I then met up with my wife at a nearby cafe and started trying to tell her what had unfolded in this second session. First up, I told her she was, obviously, right. Uri’s wife is not a former cop. She’s actually an educator, who stopped working to help take care of him when he got sick.

Then I tried to tell her about the slide and the details of Uri’s conversation with God, with its central focus on how we ought to treat each other; and about his cancer; and about his commitment to try to save lives if his was spared. I found myself tearing up as I recounted all this. I’m not sure how well I’ve described it above, but if you had been in that classroom, and were then explaining it to someone you love, you’d probably get emotional, too.

Soon after we got home, my wife’s phone rang. I heard her say, “Oh, Uri,” and assumed it was a young kid we know and love. But no, it was Uri Tsihy. My wife had registered me for the course, so it was her number he had on file.

When she handed me the phone, Uri told me he was just calling to tell me I had aced the test — 10 out of 10. I thanked him, and said I’d told my wife all about him — that he was crazy, brilliant and inspirational. He said he was parked by the side of a road and was now laughing at the “crazy” part of the description.

I asked him if his wife was with him, because I’d like to tell her how amazing he was. He said no, but she would be in half an hour, and I could call again.

In the interim, I looked him up on the internet, and found a 6-minute Hebrew profile that Kan TV did of him in 2021. It shows Uri telling a class just like ours, “Imagine if I’d come in today and told you” — he affects a weak, wimpy voice — ‘Hello, my name is Tsihy, Uri, and I’m here to tell you about the new traffic regulations.’” Voice now fading, eyes closing, body slumping, he continues, “I’d be falling asleep, and you all would be too.” Then we see him speaking to camera and explaining, “I wake them up! Wake up!!”

Uri Tsihy pretending to fall asleep in his own class to the amusement of his audience, as seen on Kan TV in 2021. (Kan TV screenshot)

He also remarks, with eloquent imagery, that people generally come into his courses on day one with “faces like a lemon grove.” I had certainly fit that description. He looks slimmer, healthier, in the clip, and I’d say he’s a slightly softer personality now.

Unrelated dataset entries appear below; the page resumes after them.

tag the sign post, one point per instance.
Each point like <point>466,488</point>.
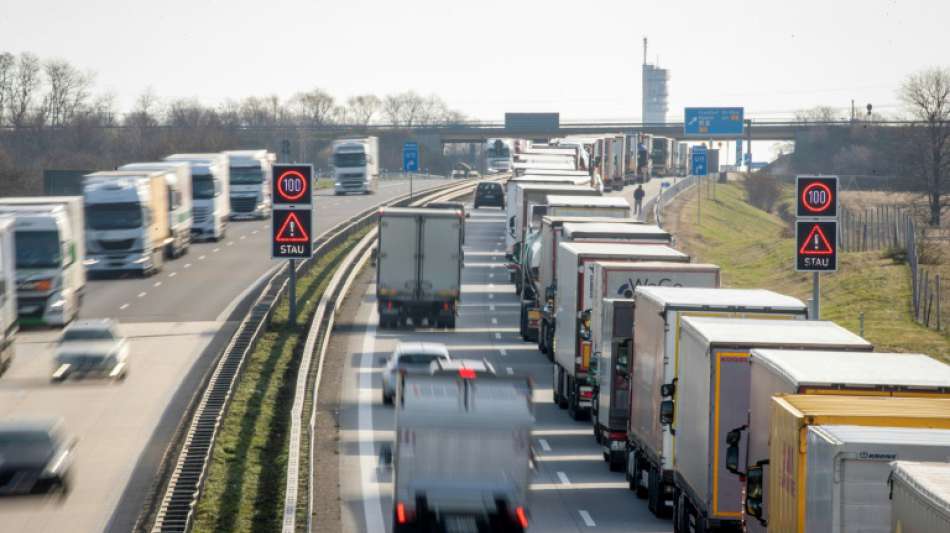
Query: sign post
<point>410,162</point>
<point>292,221</point>
<point>816,230</point>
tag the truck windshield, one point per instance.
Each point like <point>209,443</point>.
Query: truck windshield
<point>349,160</point>
<point>37,249</point>
<point>202,187</point>
<point>246,175</point>
<point>121,215</point>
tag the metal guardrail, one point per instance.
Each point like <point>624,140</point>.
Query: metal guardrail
<point>176,510</point>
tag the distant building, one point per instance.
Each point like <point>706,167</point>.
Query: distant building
<point>655,93</point>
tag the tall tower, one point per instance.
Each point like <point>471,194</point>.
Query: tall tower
<point>655,94</point>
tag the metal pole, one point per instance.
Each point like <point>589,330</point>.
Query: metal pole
<point>291,264</point>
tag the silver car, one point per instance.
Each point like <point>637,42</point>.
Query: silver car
<point>91,348</point>
<point>410,358</point>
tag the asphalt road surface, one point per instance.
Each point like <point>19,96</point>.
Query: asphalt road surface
<point>571,490</point>
<point>176,320</point>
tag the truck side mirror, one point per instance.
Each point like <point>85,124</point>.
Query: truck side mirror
<point>754,482</point>
<point>666,412</point>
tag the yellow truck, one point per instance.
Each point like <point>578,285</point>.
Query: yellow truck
<point>791,463</point>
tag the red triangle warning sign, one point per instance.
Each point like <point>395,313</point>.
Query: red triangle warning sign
<point>292,230</point>
<point>816,243</point>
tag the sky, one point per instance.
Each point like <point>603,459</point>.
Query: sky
<point>484,58</point>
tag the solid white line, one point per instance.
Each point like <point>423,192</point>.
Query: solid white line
<point>372,504</point>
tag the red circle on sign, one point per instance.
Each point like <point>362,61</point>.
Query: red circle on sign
<point>286,195</point>
<point>821,207</point>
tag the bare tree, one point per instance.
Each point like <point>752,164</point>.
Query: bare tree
<point>363,108</point>
<point>926,95</point>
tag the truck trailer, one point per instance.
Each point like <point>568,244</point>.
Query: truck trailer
<point>712,398</point>
<point>778,372</point>
<point>49,233</point>
<point>127,220</point>
<point>572,352</point>
<point>419,266</point>
<point>462,454</point>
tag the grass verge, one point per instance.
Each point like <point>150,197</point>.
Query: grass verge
<point>753,250</point>
<point>244,490</point>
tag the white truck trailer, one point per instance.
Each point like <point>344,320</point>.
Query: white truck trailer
<point>617,282</point>
<point>210,193</point>
<point>49,234</point>
<point>920,497</point>
<point>462,453</point>
<point>250,173</point>
<point>658,319</point>
<point>419,266</point>
<point>127,221</point>
<point>778,372</point>
<point>572,352</point>
<point>712,398</point>
<point>178,180</point>
<point>356,165</point>
<point>8,301</point>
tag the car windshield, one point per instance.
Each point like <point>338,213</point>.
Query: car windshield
<point>246,175</point>
<point>202,187</point>
<point>349,160</point>
<point>87,334</point>
<point>121,215</point>
<point>37,249</point>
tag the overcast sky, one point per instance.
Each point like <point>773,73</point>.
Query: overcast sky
<point>486,57</point>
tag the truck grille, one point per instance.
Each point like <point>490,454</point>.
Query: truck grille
<point>244,204</point>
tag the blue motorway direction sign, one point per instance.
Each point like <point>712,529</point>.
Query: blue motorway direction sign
<point>410,157</point>
<point>713,121</point>
<point>698,164</point>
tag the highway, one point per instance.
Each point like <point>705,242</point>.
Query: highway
<point>572,489</point>
<point>176,321</point>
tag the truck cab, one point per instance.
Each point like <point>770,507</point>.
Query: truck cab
<point>251,173</point>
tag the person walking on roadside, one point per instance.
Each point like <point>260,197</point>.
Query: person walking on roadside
<point>638,195</point>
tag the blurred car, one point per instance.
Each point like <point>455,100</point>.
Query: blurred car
<point>35,457</point>
<point>410,358</point>
<point>489,194</point>
<point>91,348</point>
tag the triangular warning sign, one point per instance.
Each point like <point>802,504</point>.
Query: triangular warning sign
<point>816,243</point>
<point>292,230</point>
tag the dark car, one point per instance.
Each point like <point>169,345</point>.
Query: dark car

Before 30 minutes had passed, Uri called again. He was home now, and I could speak to his wife if I’d like to.

Batsheva came on the phone, and I told her how remarkable her husband was. I asked if she’d sat in on his courses. She said yes, but hadn’t done so for a while.

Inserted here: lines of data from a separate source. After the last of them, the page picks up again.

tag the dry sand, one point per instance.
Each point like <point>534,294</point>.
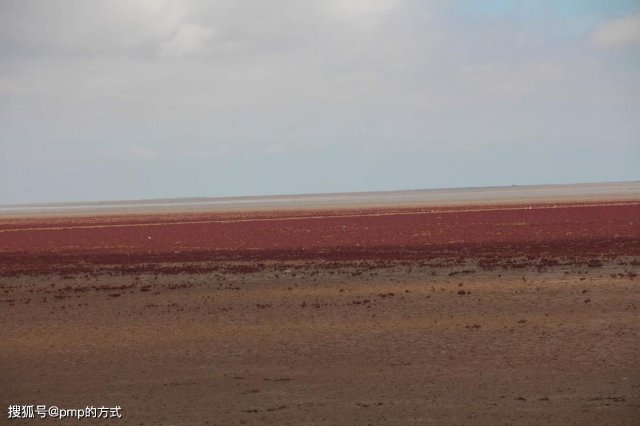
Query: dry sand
<point>548,333</point>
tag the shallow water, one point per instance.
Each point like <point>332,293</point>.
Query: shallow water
<point>428,197</point>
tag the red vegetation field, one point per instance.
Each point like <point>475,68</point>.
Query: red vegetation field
<point>540,235</point>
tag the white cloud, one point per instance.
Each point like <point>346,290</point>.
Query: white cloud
<point>142,153</point>
<point>618,32</point>
<point>190,39</point>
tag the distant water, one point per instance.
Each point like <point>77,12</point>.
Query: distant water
<point>427,197</point>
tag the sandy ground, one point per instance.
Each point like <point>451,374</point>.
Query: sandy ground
<point>341,345</point>
<point>483,315</point>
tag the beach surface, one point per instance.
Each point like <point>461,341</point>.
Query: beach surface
<point>518,309</point>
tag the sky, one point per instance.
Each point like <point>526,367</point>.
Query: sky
<point>141,99</point>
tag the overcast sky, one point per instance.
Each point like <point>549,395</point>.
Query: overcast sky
<point>125,99</point>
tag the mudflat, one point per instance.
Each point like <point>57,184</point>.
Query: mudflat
<point>478,314</point>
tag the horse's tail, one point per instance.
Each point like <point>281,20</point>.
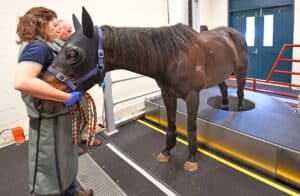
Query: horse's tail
<point>241,46</point>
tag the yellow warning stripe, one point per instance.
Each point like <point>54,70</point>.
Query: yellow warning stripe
<point>230,164</point>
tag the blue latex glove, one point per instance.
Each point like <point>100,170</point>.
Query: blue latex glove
<point>75,96</point>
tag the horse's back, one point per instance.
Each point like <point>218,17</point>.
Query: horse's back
<point>226,50</point>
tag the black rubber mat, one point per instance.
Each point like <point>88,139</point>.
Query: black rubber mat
<point>143,144</point>
<point>13,170</point>
<point>128,179</point>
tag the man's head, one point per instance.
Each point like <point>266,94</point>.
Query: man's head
<point>64,29</point>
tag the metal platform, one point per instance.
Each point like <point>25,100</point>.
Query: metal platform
<point>265,137</point>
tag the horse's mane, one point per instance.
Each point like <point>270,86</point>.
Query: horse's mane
<point>148,48</point>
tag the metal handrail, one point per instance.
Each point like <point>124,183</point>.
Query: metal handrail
<point>135,97</point>
<point>126,79</point>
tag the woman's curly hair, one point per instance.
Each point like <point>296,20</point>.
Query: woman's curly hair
<point>33,23</point>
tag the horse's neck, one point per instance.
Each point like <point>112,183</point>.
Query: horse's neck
<point>140,69</point>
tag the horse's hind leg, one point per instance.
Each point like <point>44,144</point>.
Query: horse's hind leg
<point>171,104</point>
<point>192,104</point>
<point>224,92</point>
<point>241,81</point>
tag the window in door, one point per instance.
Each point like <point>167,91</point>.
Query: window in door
<point>250,30</point>
<point>268,30</point>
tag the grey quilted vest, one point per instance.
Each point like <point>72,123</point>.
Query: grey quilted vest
<point>52,157</point>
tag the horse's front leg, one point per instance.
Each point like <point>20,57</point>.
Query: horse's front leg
<point>171,105</point>
<point>192,103</point>
<point>223,89</point>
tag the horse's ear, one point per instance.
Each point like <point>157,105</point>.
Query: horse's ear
<point>76,22</point>
<point>87,23</point>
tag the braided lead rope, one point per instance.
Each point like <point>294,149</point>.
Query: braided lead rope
<point>90,119</point>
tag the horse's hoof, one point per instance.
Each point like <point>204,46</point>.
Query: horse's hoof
<point>241,108</point>
<point>163,158</point>
<point>224,107</point>
<point>190,166</point>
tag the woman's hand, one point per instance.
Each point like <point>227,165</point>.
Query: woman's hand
<point>75,96</point>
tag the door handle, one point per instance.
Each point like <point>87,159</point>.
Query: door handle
<point>255,51</point>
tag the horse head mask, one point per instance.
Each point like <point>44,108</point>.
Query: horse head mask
<point>78,66</point>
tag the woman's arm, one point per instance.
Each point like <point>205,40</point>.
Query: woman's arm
<point>26,80</point>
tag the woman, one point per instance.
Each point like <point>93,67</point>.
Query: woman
<point>52,157</point>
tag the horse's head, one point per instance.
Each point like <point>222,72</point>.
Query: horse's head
<point>79,64</point>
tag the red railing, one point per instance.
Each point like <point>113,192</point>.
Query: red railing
<point>280,59</point>
<point>274,70</point>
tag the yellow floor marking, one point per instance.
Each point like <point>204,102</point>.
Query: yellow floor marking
<point>230,164</point>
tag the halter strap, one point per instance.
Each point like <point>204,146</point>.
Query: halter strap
<point>99,68</point>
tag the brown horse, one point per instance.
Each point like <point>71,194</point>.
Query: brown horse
<point>181,61</point>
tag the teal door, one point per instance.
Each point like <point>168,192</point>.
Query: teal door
<point>266,30</point>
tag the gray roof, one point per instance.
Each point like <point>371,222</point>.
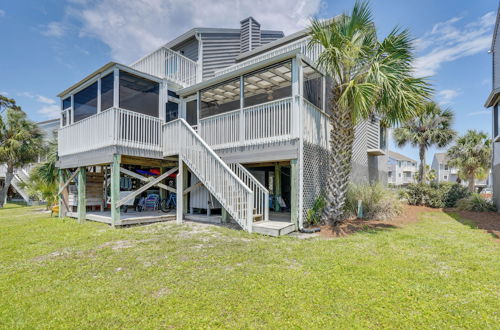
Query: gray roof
<point>441,157</point>
<point>399,156</point>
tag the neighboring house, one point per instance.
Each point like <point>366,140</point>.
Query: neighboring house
<point>446,173</point>
<point>232,121</point>
<point>493,102</point>
<point>16,193</point>
<point>401,170</point>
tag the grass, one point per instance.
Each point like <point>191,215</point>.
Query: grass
<point>58,274</point>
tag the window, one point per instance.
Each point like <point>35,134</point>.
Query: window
<point>313,86</point>
<point>66,112</point>
<point>220,98</point>
<point>269,84</point>
<point>139,94</point>
<point>191,112</point>
<point>171,111</point>
<point>107,85</point>
<point>85,102</point>
<point>383,138</point>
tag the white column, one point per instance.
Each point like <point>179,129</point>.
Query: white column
<point>116,88</point>
<point>99,109</point>
<point>180,191</point>
<point>242,104</point>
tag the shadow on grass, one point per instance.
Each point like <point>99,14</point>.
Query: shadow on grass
<point>356,226</point>
<point>487,221</point>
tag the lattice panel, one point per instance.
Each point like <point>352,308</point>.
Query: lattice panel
<point>315,171</point>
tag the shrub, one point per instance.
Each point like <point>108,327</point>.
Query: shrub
<point>435,195</point>
<point>476,203</point>
<point>455,193</point>
<point>378,202</point>
<point>314,213</point>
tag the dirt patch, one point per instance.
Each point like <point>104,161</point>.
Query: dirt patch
<point>487,221</point>
<point>410,215</point>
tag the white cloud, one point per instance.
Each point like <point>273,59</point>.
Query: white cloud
<point>446,96</point>
<point>449,41</point>
<point>133,28</point>
<point>479,113</point>
<point>54,29</point>
<point>50,111</point>
<point>46,100</point>
<point>38,97</point>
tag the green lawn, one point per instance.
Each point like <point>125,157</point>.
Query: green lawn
<point>59,274</point>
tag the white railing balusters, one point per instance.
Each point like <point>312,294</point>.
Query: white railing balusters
<point>311,53</point>
<point>168,64</point>
<point>180,139</point>
<point>260,193</point>
<point>111,127</point>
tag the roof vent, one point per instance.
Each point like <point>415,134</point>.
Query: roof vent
<point>249,34</point>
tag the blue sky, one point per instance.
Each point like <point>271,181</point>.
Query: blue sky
<point>49,45</point>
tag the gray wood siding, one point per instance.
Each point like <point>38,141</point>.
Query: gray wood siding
<point>189,48</point>
<point>267,37</point>
<point>496,61</point>
<point>219,51</point>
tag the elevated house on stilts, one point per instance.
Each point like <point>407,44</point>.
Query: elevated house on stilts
<point>224,124</point>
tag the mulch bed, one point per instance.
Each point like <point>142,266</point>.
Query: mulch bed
<point>410,215</point>
<point>487,221</point>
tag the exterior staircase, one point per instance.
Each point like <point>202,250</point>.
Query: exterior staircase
<point>244,198</point>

Did she know, I asked, that he tells his classes that she’s a former police officer? There was silence, and then she called out, “Uri!” — loudly, but in a tone of long-suffering amusement.

A little later, we got a Shabbat message from Uri, who had evidently added us to his WhatsApp list, encouraging us all to spread goodwill, wishing success to Israel’s soldiers, and hoping that the hostages “return speedily to their families.”

It’s taken me a few days to write this piece, and I’m still trying to make sense of all of it. I’ve told a few people the story, and one of them ventured that perhaps Uri is a Lamed Vavnik, one of the 36 unheralded special people in each generation who, according to Jewish mystical tradition, sustain the world. I have no doubt that he would ridicule the notion.

Like I said, I’m still trying to get my head all the way round this story. I’d like to think we’ll all be more careful drivers from now on. I don’t think I’ll easily forget how Uri Tsihy made me feel. But in that Kan clip, he was driving a Mercedes.